El debate fue denso. Pero la corriente moderna convenció a la conservadora. Muchos sacerdotes se declararon incompetentes para hablar de sexualidad. Voluntarios de Fikelela se encargaron de esa misión que, según explica Rachel, empieza a dar resultados alentadores.
“Otras gotitas de esperanza”, comenta antes de expresar su asombro ante la labor de educación que aún falta por realizar con la juventud:
“Las estadísticas oficiales y nuestras propias investigaciones coinciden: 90% de los jóvenes conocen el VIH y el sida y están conscientes de su peligrosidad. En cambio, sólo la mitad tiene claro que el uso sistemático del condón es la única manera de protegerse contra infecciones.
“Las grandes campañas nacionales de información del gobierno surtieron un efecto mitigado. Fikelela, al igual que centenares de otras ONG, entendió que sólo el diálogo directo y permanente con los muchachos puede crear consciencia y desembocar en una verdadera política de prevención.”
Para lograr ese intercambio, la organización detecta a adolescentes con características de líderes en las comunidades anglicanas. Los capacita y los convierte en enlaces con los especialistas: médicos, terapeutas, psicólogos o sexólogos.

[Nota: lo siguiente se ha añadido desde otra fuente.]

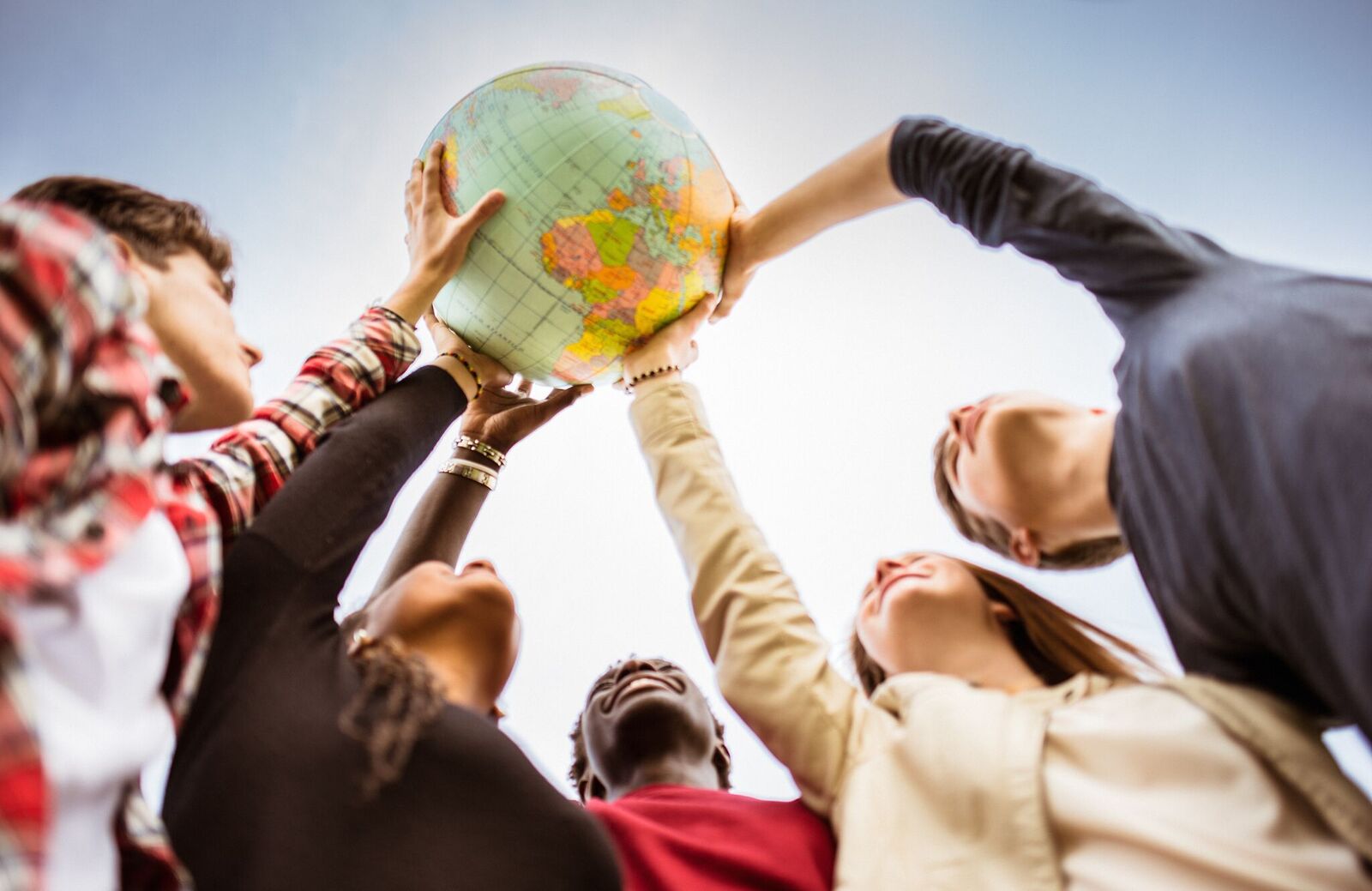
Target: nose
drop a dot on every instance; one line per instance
(631, 666)
(957, 418)
(885, 566)
(251, 354)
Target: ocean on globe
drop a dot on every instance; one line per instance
(615, 221)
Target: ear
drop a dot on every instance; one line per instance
(589, 787)
(123, 249)
(1024, 546)
(722, 758)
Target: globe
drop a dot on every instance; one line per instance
(615, 221)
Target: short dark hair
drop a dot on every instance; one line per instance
(155, 226)
(589, 787)
(990, 533)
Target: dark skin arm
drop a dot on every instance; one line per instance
(442, 521)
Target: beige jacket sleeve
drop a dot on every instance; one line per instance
(772, 662)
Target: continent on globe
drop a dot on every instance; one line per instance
(615, 223)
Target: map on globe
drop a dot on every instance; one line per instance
(615, 221)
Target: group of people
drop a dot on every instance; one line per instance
(991, 739)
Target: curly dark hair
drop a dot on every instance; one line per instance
(587, 786)
(155, 226)
(400, 696)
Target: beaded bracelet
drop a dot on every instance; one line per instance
(470, 368)
(480, 448)
(655, 372)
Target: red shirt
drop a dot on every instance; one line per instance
(672, 838)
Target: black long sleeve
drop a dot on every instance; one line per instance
(292, 563)
(1003, 196)
(342, 493)
(265, 788)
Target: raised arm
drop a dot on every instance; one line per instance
(772, 662)
(250, 463)
(999, 192)
(493, 424)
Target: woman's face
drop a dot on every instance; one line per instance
(921, 611)
(466, 617)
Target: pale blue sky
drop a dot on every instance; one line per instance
(294, 125)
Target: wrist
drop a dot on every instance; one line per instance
(412, 298)
(754, 244)
(491, 449)
(656, 382)
(460, 374)
(477, 457)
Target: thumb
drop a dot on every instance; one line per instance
(480, 212)
(699, 313)
(557, 400)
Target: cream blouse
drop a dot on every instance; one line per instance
(1145, 790)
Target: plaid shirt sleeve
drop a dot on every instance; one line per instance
(251, 461)
(84, 399)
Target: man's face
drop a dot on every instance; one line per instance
(1003, 450)
(189, 310)
(644, 710)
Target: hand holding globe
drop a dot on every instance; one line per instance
(617, 221)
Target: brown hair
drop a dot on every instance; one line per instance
(992, 534)
(1054, 643)
(155, 226)
(589, 787)
(400, 696)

“Nuestra labor tuvo mucho éxito en comunidades negras, pero en las mestizas y blancas tuvimos más problemas. Subsisten muchos prejuicios raciales en estas dos últimas y la gente consideraba que el sida era un problema de negros pobres. Desafortunadamente hoy se dan cuenta de que causa estragos en todas partes. Entre 2006 y 2009 la tasa de infección por VIH/sida en la comunidad mestiza de Ciudad del Cabo paso de 3% a 17%.”
Según Rachel, los responsables de Fikelela imaginaron un sinnúmero de juegos de rol para que los muchachos logren ubicarse mejor en el mundo en el que viven. Les toca enseñarles todo: respeto recíproco, saber decir “no” claramente para las niñas o reflexionar sobre lo que pasa cuando uno pierde control de sí mismo después de haber tomado bebidas alcohólicas y drogas.
En ese campo, la Iglesia anglicana es, de lejos, la más avanzada de todas las que pululan en Sudáfrica. La mayoría no se atreve a “militar” en favor del condón y opta por atender a huérfanos del sida y apoyar a los enfermos y sus familiares.
¿No debería ser también responsabilidad del Ministerio de Educación Pública encarar el problema?
Al igual que Rachel Mash, los demás especialistas consultados por la reportera se mostraron escépticos.
Según afirman, la obligación de asumir clases de educación sexual no entusiasma a los maestros y profesores de las escuelas primarias y secundarias. Una minoría cumple. Muchos alegan que nunca fueron capacitados para tratar el tema. Bastantes rehúsan tocarlo por convicciones personales. Unos cuantos aprovechan la situación para abusar de los muchachos.
Rachel Mash tiene razón cuando habla de muchos círculos viciosos.